Difference between revisions of "Zamora (Spain)"
Revision as of 13:05, 18 May 2007
The town of Zamora lies on a rocky hill in the northwest of Spain, near the frontier with Portugal and is crossed by the Duero river, which some 50km/30mi downstream reaches the Portuguese frontier. With its 24 Romanesque churches of the 12th and 13th centuries it has been called a "museum of Romanesque art".
The nearest commercial airport is Villanubla, located just a few kilometres out of Valladolid, the capital of the Castile-Leon region. Valladolid lies some 90 kilometres from Zamora. This small airport is served by flights run by Iberia, Air France and Ryanair. The low-cost carrier travels to and from London-Stansted airport, Brussels-Charleroi airport and Milan-Malpensa.
Long forgotten by all governments, no highways connected other capitals to Zamora until a few years ago.
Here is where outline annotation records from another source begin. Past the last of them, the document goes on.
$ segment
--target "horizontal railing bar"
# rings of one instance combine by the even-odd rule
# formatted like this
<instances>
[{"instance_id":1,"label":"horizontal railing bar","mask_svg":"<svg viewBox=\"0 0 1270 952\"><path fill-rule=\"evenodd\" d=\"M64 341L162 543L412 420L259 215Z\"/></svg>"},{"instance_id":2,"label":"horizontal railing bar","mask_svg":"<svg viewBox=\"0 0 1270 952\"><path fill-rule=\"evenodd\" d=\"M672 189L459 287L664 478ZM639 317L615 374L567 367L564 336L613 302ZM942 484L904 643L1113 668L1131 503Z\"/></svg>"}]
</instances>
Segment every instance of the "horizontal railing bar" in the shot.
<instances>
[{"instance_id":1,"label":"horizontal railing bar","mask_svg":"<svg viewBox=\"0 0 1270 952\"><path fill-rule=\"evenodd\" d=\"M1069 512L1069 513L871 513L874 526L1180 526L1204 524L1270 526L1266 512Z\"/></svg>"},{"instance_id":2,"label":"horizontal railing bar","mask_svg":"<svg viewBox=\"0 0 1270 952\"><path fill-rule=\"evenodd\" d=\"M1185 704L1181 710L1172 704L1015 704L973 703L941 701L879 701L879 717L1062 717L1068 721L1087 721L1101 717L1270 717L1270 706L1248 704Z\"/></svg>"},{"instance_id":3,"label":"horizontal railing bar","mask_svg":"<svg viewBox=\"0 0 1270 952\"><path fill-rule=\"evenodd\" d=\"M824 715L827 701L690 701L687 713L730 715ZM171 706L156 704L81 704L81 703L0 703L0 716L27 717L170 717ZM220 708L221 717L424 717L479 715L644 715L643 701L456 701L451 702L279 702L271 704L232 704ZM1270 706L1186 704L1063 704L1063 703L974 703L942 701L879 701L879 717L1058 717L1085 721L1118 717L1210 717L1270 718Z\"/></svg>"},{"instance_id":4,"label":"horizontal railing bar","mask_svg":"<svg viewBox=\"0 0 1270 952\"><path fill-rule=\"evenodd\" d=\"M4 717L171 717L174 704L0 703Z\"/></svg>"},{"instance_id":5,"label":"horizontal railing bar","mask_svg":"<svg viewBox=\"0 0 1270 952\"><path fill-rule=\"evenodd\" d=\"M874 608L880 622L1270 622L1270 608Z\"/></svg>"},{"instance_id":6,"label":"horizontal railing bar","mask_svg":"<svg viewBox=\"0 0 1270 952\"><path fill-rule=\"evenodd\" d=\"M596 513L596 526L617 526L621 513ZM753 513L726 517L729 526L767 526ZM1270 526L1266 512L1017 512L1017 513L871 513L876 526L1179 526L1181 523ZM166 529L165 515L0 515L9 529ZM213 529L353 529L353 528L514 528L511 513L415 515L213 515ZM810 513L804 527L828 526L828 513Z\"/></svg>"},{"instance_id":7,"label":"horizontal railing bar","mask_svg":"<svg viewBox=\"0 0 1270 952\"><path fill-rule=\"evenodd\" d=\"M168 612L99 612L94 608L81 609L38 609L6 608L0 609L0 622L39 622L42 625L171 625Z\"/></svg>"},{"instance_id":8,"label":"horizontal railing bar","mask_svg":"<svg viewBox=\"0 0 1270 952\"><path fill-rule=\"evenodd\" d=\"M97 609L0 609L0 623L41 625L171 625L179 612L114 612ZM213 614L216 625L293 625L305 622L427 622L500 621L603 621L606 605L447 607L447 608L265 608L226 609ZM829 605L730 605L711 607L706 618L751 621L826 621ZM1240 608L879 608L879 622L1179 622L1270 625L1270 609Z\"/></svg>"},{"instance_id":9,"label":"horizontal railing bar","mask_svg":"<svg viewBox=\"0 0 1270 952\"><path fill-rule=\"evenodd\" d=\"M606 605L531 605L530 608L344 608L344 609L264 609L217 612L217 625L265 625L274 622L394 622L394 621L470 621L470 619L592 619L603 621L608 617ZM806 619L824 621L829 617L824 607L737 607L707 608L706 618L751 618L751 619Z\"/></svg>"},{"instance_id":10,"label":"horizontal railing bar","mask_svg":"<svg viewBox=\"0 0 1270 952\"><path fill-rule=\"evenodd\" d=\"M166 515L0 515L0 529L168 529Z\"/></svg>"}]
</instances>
It is now possible to get to/from Valladolid (and therefore Madrid). The construction of other highways linking the town with Benavente, its neighbour Salamanca, etc. are now underway.
The excellent raw materials used in the local cuisine really stand out. The pulses, the famous chickpeas from Fuentesauco or 'garbanzos', the exquisite cheese made from sheep´s milk, honey from Sanabria, asparagus from Guareña, peppers from Benavente, steak from Aliste, mushrooms, game, cold meats, cakes and sweets... Apart from the tasty roasts, also worth tasting are the rice dishes from Zamora. Traditional dishes include bacalao a la tranca (a cod dish), el pulpo a la sanabresa (an octopus dish), dos y pingada (two fried eggs with fried ham, usually served in Easter) and '"presas de ternera" (a veal dish). For dessert there is the rebojo Zamorano, a very tasty though hard type of bun, and "las natillas almendradas" (Spanish style custard with almonds).
The Toro wines (very dark, almost black, nowadays made using modern techniques - with a rapidly growing reputation for their taste and quality). Popular local brands include Colegiata, Bajoz and Fariña.